Figure 7. ROC curves of the models for the prediction of eGFR<60 mL/min/1.73 m² or proteinuria in matched data analysis. (A) When all candidate variables are used as explanatory variables. (B) When eGFR was excluded from the explanatory variables. ROC, receiver operating characteristics; eGFR, estimated glomerular filtration rate; RNN, recurrent neural network; NN, neural network; CLR, conditional logistic regression.

3.1 Prediction of eGFR <60 mL/min/1.73 m²

The mean age of the participants with CKD was 50.1 years before matching, and 58.9% were men. The mean age of the participants without CKD was 44.5 years before matching, and 63.3% were men.

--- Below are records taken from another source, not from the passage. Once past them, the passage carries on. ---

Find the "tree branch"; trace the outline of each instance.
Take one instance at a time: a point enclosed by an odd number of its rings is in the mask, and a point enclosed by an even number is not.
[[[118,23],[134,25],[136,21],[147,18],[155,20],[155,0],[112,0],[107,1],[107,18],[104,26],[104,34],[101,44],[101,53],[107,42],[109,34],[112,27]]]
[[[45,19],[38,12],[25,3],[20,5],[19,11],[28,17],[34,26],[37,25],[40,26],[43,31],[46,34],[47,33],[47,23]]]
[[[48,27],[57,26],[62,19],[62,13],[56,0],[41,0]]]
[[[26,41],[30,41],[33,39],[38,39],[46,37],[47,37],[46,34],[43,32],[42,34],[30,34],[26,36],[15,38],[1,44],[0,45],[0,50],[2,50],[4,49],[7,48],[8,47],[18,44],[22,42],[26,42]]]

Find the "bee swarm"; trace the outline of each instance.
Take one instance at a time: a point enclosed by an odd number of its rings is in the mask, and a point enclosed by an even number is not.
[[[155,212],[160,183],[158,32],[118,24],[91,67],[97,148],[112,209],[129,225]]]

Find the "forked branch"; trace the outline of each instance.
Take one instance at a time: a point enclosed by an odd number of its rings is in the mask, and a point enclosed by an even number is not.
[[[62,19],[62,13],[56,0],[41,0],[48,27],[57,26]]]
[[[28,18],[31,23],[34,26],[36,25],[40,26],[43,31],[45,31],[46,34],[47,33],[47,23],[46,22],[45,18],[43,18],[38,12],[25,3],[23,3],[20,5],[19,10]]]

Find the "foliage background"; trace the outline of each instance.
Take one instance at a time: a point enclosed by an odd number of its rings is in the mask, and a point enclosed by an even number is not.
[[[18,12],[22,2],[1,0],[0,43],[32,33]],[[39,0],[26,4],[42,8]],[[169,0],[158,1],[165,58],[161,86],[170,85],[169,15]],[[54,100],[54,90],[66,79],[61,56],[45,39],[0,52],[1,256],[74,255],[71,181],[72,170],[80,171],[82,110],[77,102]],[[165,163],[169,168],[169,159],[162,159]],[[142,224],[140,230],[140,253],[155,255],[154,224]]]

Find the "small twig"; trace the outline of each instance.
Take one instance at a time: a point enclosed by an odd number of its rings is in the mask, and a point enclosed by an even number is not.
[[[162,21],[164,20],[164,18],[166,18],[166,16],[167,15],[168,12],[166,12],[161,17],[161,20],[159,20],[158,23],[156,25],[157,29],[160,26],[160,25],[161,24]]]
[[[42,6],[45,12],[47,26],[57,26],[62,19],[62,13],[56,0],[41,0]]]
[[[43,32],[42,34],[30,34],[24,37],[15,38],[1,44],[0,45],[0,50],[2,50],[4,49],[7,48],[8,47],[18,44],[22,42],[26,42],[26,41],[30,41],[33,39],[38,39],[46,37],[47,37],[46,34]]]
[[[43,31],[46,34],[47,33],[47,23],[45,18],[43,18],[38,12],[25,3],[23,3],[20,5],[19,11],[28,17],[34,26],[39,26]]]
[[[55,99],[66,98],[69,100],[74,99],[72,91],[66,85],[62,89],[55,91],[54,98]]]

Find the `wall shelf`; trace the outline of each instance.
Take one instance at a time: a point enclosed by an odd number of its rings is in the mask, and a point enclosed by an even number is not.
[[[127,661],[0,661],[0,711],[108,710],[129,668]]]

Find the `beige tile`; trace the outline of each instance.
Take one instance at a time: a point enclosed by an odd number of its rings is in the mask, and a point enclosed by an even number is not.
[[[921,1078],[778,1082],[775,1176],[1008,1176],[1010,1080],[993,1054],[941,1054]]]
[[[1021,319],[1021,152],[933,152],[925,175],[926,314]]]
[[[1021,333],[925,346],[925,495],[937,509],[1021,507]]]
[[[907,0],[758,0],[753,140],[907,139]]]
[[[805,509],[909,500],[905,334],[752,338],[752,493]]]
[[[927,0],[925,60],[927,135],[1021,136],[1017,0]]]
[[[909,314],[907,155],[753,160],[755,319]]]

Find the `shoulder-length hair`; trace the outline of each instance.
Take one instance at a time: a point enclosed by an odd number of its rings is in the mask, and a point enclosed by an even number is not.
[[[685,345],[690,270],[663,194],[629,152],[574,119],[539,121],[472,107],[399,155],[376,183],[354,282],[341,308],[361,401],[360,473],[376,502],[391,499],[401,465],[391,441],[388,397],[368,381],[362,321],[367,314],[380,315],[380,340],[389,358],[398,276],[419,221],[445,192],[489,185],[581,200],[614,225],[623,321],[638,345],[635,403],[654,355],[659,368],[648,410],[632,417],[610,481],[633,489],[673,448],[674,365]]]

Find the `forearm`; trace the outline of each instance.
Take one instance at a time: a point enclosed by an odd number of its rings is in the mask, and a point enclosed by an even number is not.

The accuracies, sensitivities, and specificities of all models were > 0.8 for predicting the onset of CKD in 1 year. The AUROCs of the models were > 0.9. However, the accuracy and specificity of the models were lower for predicting the onset of CKD within 5 years (<0.8). The models failed to attain AUROCs of 0.9, although the sensitivities were high (>0.9). The RNN and NN models with 5-year data and the NN model with 2021 data achieved AUROCs of >0.9 for matched data analysis; however, the AUROCs of all models were lower than those achieved for non-matched data analysis. All models exhibited accuracies of >0.8 for predicting the onset of CKD in 1 year. However, the sensitivity of the NN model with the 2021 data and the specificities of the models, except for this model, failed to reach 0.8. Both models exhibited lower sensitivity for predicting the onset of CKD within 5 years. The accuracy, sensitivity, specificity, and AUROC of the models, except for those of the CLR model with 2017 data in the matched data analysis, decreased when eGFR was not included as an explanatory variable. The NN model with the 2017 data exhibited a sensitivity of <0.5 in non-matched data analysis. The NN model with 2021 data, CLR model with 5-year data, CLR model with 2021 data, NN model with 2017 data, and CLR model with 2017 data exhibited a sensitivity of <0.5 in matched data analysis.

3.2 Prediction of proteinuria

The mean age of the participants with CKD was 44.3 years before matching, and 65.7% were men. The mean age of the participants without CKD was 44.7 years before matching, and 63.2% were men.

The AUROCs of all the proteinuria prediction models were lower than those of the models for the prediction of eGFR <60 mL/min/1.73 m². The AUROCs of all models, except for those of the LR model with 5-year data and the LR model with 2021 data in the non-matched data analysis, were < 0.6. The sensitivity and specificity were also low. The sensitivities of the NN model with 5-year data, NN model with 2021 data, LR model with the 5-year data, LR model with 2021 data, LR model with 2017 data in the non-matched data analysis, and NN model with the 5-year data in the matched data analysis were < 0.5. The specificities of the NN model with 2021 data, the NN model with 2017 data, the CLR model with 2021 data, and the CLR model with 2017 data in the matched data analysis were < 0.5. The accuracy of the NN model with 5-year data in the matched data analysis was the highest (0.800).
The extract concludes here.